Researchers have found that technology plays a substantial role in an individual’s work-life balance. A study suggests that the use of internet and mobile technologies influences an individual’s overall job satisfaction, job stress, and feelings of overwork. Therefore, unplugging or doing a digital detox may help you establish a healthier, less stressful work-life balance.  

4. To Help You Fall Asleep 

The blue light emitted by phone, computer, and TV screens restrains the production of melatonin, which is the hormone that controls your circadian rhythm or sleep-wake cycle. This makes it more difficult for you to fall asleep and wake up the next day.  

Keeping your mind engaged by scrolling through your smartphone can also trick your brain into thinking that it needs to stay awake. That’s why it’s important for you to create a bedtime routine for yourself that includes cutting off your screen time one hour before bed. If you’re having trouble limiting your screen time before bed, try putting your smartphone in a different room and/or use an old-school alarm clock to wake you up instead of your phone.  

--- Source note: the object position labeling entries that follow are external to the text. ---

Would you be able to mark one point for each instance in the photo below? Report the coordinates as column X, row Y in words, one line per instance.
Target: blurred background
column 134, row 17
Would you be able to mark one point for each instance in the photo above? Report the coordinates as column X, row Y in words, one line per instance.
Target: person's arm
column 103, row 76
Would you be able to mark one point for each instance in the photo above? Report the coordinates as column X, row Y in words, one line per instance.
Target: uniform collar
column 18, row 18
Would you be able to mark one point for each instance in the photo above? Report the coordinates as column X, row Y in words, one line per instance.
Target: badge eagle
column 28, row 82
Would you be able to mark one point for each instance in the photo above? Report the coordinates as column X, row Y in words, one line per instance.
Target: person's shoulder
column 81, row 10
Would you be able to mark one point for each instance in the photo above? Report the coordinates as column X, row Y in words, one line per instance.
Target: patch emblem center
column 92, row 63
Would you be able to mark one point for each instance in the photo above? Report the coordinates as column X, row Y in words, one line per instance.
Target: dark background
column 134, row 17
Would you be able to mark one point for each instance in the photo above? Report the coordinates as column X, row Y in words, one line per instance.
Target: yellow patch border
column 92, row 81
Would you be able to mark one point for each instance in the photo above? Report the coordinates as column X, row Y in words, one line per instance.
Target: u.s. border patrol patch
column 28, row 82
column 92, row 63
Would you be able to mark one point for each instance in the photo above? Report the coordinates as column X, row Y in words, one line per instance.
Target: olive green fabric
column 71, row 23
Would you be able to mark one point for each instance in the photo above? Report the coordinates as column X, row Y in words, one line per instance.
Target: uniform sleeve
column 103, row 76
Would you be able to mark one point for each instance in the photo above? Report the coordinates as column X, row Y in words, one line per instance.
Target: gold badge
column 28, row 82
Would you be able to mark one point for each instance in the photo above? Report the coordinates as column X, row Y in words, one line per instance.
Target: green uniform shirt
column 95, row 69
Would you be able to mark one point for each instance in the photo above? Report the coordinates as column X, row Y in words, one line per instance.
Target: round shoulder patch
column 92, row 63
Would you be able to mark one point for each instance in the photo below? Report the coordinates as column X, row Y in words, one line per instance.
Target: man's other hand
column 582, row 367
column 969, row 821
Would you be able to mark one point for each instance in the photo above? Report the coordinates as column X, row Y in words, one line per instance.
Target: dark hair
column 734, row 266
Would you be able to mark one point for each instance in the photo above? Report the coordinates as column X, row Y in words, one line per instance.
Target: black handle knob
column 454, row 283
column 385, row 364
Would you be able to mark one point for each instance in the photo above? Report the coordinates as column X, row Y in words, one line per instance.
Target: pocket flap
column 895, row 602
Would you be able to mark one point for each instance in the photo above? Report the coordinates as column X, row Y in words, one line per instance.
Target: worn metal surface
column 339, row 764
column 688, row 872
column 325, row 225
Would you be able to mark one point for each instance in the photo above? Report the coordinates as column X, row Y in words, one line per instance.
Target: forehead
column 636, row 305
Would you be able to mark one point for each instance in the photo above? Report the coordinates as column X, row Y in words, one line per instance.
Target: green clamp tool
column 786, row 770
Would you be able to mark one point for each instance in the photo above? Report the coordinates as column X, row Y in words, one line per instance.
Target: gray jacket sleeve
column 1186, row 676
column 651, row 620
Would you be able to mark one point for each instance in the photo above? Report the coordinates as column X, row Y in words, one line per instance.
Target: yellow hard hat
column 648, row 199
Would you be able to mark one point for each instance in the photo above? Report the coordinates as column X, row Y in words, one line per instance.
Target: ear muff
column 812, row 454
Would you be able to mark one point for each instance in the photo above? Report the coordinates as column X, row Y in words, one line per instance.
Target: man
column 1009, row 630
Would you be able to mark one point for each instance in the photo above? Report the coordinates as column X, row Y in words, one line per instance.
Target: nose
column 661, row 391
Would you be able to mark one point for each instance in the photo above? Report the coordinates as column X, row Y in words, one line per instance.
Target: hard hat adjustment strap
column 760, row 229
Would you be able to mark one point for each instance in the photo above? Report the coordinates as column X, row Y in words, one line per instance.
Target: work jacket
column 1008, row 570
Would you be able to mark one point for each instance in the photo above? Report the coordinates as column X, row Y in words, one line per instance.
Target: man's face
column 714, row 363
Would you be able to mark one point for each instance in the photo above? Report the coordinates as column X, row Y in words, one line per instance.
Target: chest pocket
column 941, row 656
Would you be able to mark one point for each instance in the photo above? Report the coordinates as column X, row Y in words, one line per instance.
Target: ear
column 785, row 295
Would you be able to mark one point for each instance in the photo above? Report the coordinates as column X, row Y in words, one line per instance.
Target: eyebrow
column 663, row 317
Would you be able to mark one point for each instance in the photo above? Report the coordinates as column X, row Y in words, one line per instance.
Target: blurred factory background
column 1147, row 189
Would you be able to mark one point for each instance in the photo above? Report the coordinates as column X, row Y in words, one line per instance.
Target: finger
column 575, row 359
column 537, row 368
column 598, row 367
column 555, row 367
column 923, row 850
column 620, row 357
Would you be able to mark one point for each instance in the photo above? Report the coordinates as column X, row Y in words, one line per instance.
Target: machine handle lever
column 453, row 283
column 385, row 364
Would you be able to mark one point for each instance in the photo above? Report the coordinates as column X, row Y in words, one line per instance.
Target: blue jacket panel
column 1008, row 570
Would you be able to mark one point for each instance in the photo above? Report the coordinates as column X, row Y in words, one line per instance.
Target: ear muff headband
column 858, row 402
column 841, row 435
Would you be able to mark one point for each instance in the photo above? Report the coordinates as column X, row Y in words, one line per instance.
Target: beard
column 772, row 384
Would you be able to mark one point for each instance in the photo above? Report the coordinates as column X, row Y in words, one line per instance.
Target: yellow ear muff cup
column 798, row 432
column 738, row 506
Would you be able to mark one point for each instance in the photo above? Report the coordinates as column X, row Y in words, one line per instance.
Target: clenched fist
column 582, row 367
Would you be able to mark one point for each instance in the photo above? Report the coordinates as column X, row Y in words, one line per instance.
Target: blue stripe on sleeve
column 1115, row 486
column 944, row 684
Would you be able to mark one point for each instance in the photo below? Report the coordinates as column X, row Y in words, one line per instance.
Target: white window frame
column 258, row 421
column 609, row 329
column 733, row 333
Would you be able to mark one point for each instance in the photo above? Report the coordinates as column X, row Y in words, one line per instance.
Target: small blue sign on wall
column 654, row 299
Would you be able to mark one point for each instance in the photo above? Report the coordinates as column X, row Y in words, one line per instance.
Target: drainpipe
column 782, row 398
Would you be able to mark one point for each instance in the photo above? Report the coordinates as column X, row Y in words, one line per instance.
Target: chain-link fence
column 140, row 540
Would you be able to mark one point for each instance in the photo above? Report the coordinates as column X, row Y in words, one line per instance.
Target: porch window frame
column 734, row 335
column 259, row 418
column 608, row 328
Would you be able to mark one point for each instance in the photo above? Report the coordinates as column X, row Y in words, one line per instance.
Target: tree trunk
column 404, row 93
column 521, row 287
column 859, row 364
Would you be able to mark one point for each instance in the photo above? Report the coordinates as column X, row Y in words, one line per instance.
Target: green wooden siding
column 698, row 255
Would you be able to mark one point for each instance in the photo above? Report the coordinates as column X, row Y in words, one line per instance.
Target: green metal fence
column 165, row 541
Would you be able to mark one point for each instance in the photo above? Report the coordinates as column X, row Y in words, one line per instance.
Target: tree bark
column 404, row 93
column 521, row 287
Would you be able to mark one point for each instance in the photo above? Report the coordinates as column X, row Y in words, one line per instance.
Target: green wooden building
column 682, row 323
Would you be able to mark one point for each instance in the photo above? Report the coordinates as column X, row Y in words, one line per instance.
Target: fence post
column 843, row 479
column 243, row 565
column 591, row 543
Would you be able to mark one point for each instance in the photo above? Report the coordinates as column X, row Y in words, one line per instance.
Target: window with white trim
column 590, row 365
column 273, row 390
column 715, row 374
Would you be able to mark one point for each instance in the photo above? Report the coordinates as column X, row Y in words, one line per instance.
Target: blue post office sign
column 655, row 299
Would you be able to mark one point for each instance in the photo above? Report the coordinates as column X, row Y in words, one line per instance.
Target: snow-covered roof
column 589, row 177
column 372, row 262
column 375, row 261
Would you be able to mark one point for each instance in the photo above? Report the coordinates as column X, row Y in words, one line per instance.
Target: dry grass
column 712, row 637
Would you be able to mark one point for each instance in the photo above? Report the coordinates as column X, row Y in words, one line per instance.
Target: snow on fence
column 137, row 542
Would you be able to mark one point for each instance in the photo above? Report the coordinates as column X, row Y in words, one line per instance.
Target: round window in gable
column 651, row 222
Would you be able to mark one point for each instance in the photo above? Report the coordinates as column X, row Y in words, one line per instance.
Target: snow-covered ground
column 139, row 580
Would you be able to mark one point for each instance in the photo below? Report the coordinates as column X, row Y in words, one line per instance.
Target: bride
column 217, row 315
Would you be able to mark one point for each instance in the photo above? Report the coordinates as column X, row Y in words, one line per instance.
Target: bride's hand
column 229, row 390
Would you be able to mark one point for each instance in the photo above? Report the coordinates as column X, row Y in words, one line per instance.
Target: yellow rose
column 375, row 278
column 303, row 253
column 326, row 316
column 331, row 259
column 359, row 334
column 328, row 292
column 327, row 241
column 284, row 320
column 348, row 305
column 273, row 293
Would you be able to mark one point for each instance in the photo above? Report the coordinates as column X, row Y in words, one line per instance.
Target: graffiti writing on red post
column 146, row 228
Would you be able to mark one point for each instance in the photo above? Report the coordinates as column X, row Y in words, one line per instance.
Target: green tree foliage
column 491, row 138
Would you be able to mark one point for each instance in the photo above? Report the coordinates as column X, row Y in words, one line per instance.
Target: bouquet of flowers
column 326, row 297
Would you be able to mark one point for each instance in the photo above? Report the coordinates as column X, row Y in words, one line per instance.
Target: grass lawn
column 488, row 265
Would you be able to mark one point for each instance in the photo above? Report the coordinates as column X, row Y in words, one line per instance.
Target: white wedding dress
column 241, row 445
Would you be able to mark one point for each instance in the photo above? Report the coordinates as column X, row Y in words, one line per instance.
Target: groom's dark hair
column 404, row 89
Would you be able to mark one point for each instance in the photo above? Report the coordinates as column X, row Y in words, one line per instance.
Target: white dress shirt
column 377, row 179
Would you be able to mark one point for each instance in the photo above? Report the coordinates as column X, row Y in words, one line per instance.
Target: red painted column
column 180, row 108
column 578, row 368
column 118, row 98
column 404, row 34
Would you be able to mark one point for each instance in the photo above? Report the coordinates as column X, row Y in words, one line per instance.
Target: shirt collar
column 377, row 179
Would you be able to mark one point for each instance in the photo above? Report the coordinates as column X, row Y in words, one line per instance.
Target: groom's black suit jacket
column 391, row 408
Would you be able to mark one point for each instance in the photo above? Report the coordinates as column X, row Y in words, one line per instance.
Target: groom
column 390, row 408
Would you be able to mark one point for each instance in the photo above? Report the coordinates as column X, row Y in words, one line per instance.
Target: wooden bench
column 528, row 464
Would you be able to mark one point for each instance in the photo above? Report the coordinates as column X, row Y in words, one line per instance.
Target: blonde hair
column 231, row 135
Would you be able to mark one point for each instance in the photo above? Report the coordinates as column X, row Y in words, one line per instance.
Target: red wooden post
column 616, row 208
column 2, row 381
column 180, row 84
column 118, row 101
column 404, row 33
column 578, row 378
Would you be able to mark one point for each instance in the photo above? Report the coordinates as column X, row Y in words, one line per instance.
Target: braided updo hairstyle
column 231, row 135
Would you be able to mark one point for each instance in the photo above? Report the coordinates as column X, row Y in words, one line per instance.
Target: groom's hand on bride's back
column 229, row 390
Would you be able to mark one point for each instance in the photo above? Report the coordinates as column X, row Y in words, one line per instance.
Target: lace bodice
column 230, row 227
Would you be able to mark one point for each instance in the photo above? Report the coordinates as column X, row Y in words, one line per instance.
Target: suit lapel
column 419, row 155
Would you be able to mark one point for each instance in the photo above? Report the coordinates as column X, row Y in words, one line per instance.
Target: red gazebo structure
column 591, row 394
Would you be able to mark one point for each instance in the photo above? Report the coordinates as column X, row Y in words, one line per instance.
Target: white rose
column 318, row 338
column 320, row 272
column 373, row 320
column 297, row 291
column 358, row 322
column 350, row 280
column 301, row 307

5. To Improve Your Health 

The unhealthy behavior of always being plugged in has gained such popularity and importance of late that there’s now a Screen-Free Week each May that is an annual invitation for all of us to play, explore, and rediscover the joys of life beyond our screens. This week is definitely needed since 65% of Americans somewhat or strongly agree that periodically ‘unplugging’ or taking a ‘digital detox’ is important for their mental health.  

When you are able to disconnect from technology, you’ll actually experience a natural urge to go outside. By getting outside and doing outdoor activities like hiking with your family or taking a bike ride with friends, you’ll get much-needed vitamin D, which can help you avoid long-term health problems like heart disease and diabetes. And for every two hours spent watching TV each day, your chances of developing diabetes and heart disease increases by 20% and 15%, respectively. Your odds of an early death also increase by 13%, as well.  

Research suggests that limiting your social media use to approximately 30 minutes per day can significantly improve your well-being and decrease your symptoms of loneliness and depression, as well. So, what are you waiting for? The time for you to unplug is now.